La costa de Motril – Adra – El Ejido, en Almería, es una rubia afectada y tramposa. No sé por qué, en nuestro espacio se considera que las mujeres muy llamativas son, por defecto, rubias. Si se quiere decir que una mujer tiene un físico atractivo canónico, se juntan siempre los adjetivos rubia y despampanante. Por eso, en este espacio nuestro, una rubia que se arregle mucho, al primer golpe de vista o cuando va viniendo pero todavía no podemos verla con claridad, tiene el aire de una mujer despampanante. A veces lo es. Pero otras veces, cuando la miramos más tiempo o la vemos de cerca, es tramposa: curvas mal delineadas, sin ser abiertamente desdichadas, carne poco cuidada, rostro vulgar. Sólo era rubia. El primer golpe de vista de la costa impacta a un norteño: a la derecha si vas en dirección este, mar y playa de arena oscura; a la izquierda y por todas partes, paisaje de piedra desolado, como lunar, blanco y liso, como un océano paralelo que fuera un eco helado y quieto de la mar océana. Hasta que miras bien. Son mares de plástico. Invernaderos de frutas y hortalizas insípidas que se comen las playas y se adentran hasta los edificios. Voracidad. En cada palmo un plástico incubando maduraciones rápidas y descuidadas. A una distancia debida, cada pueblo parece un roto en un plástico inmenso y único. Una rubia de rostro vulgar. Hay que mirar más adentro, al norte y levante, donde desaparecen los plásticos y se empiezan a sentir el aire del desierto de Tabernas, para que Almería pueda quitarte el aliento. O al norte y poniente, en la Alpujarra, de repente en medio del verde y el agua, para preguntarse dónde se fueron todos. Pero eso es otra historia. La entrada en Adra y El Ejido fue entrañable por otros motivos. No me molestó la rubia vulgar, que su suelo liso y lunar sean en realidad hectáreas de plástico avaricioso. Esta vez había ido a otra cosa.
La pereza del tiempo.
Todos los sonidos del agua regalan al oído. De la misma manera, todas las formas de indolencia del tiempo son bellas. Es bello cuando en su abandono ablanda los relojes y los hace colgar de las ramas, como deshaciéndose, en la imaginación de Dalí. Es bello también cuando, pasados los treinta, se hace perezoso en una mujer hermosa, se pierde entre sus formas, holgazanea en su piel, no hace su trabajo y deja que los años no deslustren sino destilen su estampa en una presencia que te atrapa.
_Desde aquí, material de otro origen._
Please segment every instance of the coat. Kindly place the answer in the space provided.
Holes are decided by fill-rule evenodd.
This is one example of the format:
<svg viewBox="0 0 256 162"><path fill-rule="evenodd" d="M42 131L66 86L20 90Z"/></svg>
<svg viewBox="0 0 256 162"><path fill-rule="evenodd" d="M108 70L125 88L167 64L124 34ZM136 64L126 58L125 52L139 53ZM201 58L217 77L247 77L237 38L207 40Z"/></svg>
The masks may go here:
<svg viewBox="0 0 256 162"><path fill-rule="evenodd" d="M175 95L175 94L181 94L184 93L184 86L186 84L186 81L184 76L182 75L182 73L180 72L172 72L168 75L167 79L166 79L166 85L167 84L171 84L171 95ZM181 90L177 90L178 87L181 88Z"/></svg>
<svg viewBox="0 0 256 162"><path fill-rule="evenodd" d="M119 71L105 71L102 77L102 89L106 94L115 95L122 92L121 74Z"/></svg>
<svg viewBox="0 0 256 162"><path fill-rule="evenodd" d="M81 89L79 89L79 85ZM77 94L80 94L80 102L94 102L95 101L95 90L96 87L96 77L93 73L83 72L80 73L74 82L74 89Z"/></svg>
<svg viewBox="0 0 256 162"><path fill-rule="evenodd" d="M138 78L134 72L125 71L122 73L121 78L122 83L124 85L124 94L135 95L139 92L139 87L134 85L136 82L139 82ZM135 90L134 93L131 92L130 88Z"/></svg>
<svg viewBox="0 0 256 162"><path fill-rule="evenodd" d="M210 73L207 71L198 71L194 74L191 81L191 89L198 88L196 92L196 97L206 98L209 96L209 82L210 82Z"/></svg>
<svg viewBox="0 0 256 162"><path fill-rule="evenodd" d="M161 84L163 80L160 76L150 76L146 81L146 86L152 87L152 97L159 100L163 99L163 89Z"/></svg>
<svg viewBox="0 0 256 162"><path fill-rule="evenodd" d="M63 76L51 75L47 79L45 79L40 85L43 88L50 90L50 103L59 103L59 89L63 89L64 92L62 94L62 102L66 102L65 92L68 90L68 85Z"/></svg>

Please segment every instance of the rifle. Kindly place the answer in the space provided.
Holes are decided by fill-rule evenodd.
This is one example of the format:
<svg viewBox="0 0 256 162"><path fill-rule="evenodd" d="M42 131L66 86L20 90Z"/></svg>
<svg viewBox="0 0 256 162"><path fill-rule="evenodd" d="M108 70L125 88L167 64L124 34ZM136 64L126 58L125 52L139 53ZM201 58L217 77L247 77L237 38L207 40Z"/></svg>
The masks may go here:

En Estambul el tiempo es largo. Allí pasó todo lo que pasó en alguna parte. Pero el tiempo es indolente. Ninguna etapa acabó de suceder claramente a su predecesora. Cada nuevo tiempo se asienta sobre el anterior con desidia, dejando las cosas a medio hacer. El furor musulmán barrió al cristianismo con desgana, lo zarandeó, dejó que se agitara por el aire, que hiciera círculos y remolinos desordenados y que se esparciera por la ciudad por aquí y por allá, que las genuflexiones ensimismadas del islam estén a pocos metros de pantocrátores policromados. Como antes había hecho Bizancio y como ahora hacen los aires de occidente con el milenio otomano. Todavía en Santa Sofía se respira más la iglesia que fue que la mezquita que fue después. Por eso el tiempo aquí se siente denso y mezclado, como sus dulces insólitos de sabor indesciptible. Se vive la profundidad del tiempo y las cicatrices de la historia. Es tierra muchas veces mestiza y todo te recuerda a algún pariente. Y es densa, matizada, sin vacíos. La comida siempre tiene fantasmas. Comes cordero, pero hay algo más que cordero, algo aromático incorpóreo y mezclado. La lejanía del tiempo conduce al mito. En todo pasado remoto bulle más la bruma y diretes populares que los hechos ciertos. Como en su comida, en Estambul, así sea entre tranvías, restaurantes, cruceros o tiendas de moda, bullen fantasmas transeúntes, el aire siempre mece el eco de alguna historia de alfombras mágicas, de aladinos o de alí babás. Por el ojo de aguja del Cuerno de Oro, Turquía quiere deslizar su inmensidad hacia una Unión Europea en la que no cabe. Será largo. Muchos creen que antes entrarán los ricos en el reino de los cielos.